Abstract:
“High carbon and high moisture” coal gasification fine slag has a high fixed carbon content and dry based high calorific value. However, due to its high moisture content of about 70%, it leads to low received base low calorific value, seriously affecting its further comprehensive utilization. The ash content of the gasification fine slag sample in Ningxia coal-water slurry furnace is 50.04%, and the dry based high calorific value reaches 3 809 cal/g, which has high utilization value. However, the moisture content of the gasification fine slag filter cake is as high as 69.2%, and the received base low calorific value is only 790 cal/g. Further reducing the moisture content of the filter cake is the key to effectively improving its comprehensive utilization efficiency. The fine slag contains minerals such as SiO
2, Fe
2O
3, CaSi
2, etc. The microstructure is mainly composed of flocculent structure, independent spherical particles, and flocculent spherical mixed structure. The elements on the surface of the flocculent structure are mainly C and O, while the elements on the surface of the spherical particles are mainly O, C, and Fe. At the same time, the morphology observation shows that the pores of the coal gasification fine slag are developed and dehydration is difficult.
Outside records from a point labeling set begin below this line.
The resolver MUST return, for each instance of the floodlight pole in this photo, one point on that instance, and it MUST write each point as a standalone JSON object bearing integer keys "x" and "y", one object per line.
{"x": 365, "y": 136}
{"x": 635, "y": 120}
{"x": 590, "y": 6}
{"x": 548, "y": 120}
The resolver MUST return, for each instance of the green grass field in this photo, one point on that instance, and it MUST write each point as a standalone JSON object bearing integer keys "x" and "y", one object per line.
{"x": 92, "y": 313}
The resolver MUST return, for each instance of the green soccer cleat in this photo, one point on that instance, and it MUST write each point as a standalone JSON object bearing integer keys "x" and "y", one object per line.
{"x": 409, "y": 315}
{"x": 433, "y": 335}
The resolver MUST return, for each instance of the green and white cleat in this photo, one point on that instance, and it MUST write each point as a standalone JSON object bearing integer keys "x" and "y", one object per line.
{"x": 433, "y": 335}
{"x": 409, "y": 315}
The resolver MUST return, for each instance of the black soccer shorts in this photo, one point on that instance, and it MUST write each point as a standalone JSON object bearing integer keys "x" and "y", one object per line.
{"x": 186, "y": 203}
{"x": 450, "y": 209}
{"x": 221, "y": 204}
Drying and dehydration experiments are conducted on fine slag filter cake samples, and the drying rate shows a trend of increasing first and then gradually decreasing at different drying temperatures. In the drying kinetics model, the semi empirical model can more accurately describe the drying and dehydration characteristics of the coal gasification fine slag compared to the semi theoretical model. Among them, the Page model has the most prominent fitting effect and the simplest form, fitting the drying and dehydration kinetics equation.